Phil Pluskota is an American producer who has worked with bands such as Abiotic, King Conquer, Human Error and many more. He works out of his Sonic Assault Studios in Cape Coral, FL.
We spoke about new favourite pedals, how too perfect metal albums are sucking the soul out of the whole genre, why trial and error is the way to go, how to stay healthy and much more.
1. What was the thing that got you into Music Production?
I just always loved recording when I was in bands. It was always the most creative and rewarding parts of being in a band. Just going into the studio with these songs you worked your ass off on. And building it from the ground up into a final product. So I figured what the hell? I gave it a shot recording other bands and it hooked me. I can’t see myself doing anything else at this point.

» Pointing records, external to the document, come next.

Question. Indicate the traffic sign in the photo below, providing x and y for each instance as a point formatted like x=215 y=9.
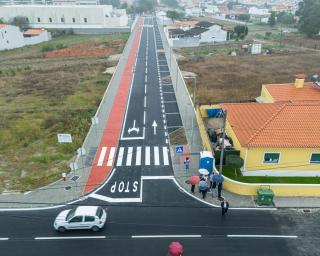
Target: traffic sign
x=179 y=149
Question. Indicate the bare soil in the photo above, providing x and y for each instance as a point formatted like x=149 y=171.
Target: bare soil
x=239 y=78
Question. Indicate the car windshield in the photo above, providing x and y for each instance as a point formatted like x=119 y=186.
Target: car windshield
x=70 y=214
x=99 y=212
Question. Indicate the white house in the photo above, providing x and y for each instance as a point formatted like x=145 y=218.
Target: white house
x=215 y=33
x=193 y=12
x=35 y=36
x=257 y=11
x=195 y=34
x=67 y=17
x=10 y=37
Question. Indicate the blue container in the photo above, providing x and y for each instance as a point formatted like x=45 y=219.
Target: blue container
x=206 y=161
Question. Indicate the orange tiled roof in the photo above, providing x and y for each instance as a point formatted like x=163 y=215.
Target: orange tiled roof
x=33 y=32
x=276 y=125
x=288 y=92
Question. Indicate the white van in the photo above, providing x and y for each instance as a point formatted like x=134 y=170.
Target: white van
x=81 y=217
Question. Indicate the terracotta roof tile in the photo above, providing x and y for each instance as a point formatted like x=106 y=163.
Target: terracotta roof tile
x=288 y=92
x=282 y=125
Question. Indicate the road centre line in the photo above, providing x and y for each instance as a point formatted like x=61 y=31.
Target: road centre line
x=165 y=236
x=68 y=237
x=261 y=236
x=175 y=113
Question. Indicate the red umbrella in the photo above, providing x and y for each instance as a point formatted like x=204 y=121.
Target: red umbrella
x=175 y=249
x=193 y=180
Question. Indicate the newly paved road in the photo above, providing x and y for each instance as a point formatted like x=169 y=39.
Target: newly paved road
x=146 y=209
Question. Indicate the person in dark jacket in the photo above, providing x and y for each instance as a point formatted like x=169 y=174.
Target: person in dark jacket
x=224 y=207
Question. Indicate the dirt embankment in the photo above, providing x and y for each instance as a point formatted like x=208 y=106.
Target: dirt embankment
x=239 y=78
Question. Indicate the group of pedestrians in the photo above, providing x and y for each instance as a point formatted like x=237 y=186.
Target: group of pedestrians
x=216 y=181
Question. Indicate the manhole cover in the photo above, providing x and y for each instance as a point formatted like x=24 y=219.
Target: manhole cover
x=74 y=178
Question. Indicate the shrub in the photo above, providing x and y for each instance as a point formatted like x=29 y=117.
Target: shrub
x=61 y=46
x=47 y=48
x=234 y=161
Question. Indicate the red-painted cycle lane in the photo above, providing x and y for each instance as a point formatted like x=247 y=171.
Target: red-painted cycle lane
x=101 y=168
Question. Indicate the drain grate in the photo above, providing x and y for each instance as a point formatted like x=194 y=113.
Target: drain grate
x=74 y=178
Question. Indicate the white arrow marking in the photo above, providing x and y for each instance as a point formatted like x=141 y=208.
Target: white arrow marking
x=134 y=128
x=154 y=125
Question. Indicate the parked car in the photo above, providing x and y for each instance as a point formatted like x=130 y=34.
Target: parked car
x=81 y=217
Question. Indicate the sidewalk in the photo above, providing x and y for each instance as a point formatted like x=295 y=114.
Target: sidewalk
x=61 y=192
x=235 y=201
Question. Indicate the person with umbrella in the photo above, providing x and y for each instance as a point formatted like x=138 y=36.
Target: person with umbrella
x=175 y=249
x=203 y=187
x=219 y=180
x=193 y=180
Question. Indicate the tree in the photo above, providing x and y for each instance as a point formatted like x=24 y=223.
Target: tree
x=170 y=3
x=244 y=17
x=309 y=22
x=240 y=32
x=272 y=19
x=174 y=15
x=21 y=22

2. What’s your stance on the digital vs analog battle?
Honestly? It’s all tools. Use what you think sounds best and what fits your workflow the best.
3. Do you think one day software, emulation-hardware etc will surpass the real thing?
It is getting crazy how close it is getting in terms of ITB processing vs it’s hardware counterparts. But some analog units just have this vibe and sound you just can’t replicate digitally. But it’s exciting knowing now you can do fully ITB records and not have to worry about the quality suffering.
4. How do you see the current Music Production scene? The pros the cons, what we might be missing/what we could improve?
The thing that is really bumming me out in most current production. Especially the metal side of production. Is the over editing and soul sucking of the genre as a whole. Everyone is so focused on everything being “perfect” that most records don’t have that human element to it anymore. Like imagine Iowa from Slipknot grid edited? That record wouldn’t have the feel, aggression and pure brutality that everyone loves it for. I have been seeing a few guys going for vibe over perfection. Which is super refreshing.
5. What’s the latest piece of gear (hardware/software) that made you go bananas?
Probably the new Horizon Devices Precision Drive. It’s slowly becoming one of my favourite overdrive pedals for boosting my amps. On top of the fact, the built in noise gate is really really good. Which I was really impressed by.
6. Let’s say we could get the brightest of the brightest and smartest of the smartest to come up with a piece of gear (software/hardware) and it could eliminate one annoying thing, what would it be (could be audio or anything, physically impossible or possible)?
A plugin that would get an entire song of drums edited in seconds haha.
7. If you could give one piece of advice to a young starting home-studio producer, what would it be?
Be yourself and don’t be afraid of making mistakes and taking risks with your productions. Trial and error is the best way to learn and get better at your craft.
8. If you could go back in time to remix/master/record one album, what would it be? (Can be your own production or someone elses production)
Oh man…….This is such a tough question. Because I have gone back and remixed records I have worked on before to see what would happen. And even thou technically it sounded better. The original vibe and mindset I had during those records weren’t the same. But one record I would love to have been in studio during would be the self-titled Slipknot record. The raw and chaotic sound of that record is just amazing. I would have loved to see the process and work that went into the tracking of that record.
9. How do you stay healthy during recording process? Exercises? Diets? Things to avoid? Things to remember?
I try to not eat late at night. I used to eat junk in the middle of the night when staying up too late mixing. This is by far the easiest way to pack on that producer’s gut haha. Lately, I have been doing a low carb diet with light lifting and cardio. That has been keeping me feel mentally together and energetic.
10. What’s the 1 item that a new producers shouldn’t be cheap with?
The go-to answer for this would definitely be room treatment. But one of the things I would say to not cheap out on from the start is your monitoring. You are doing all of your critical listening’s and tweaking on your monitors.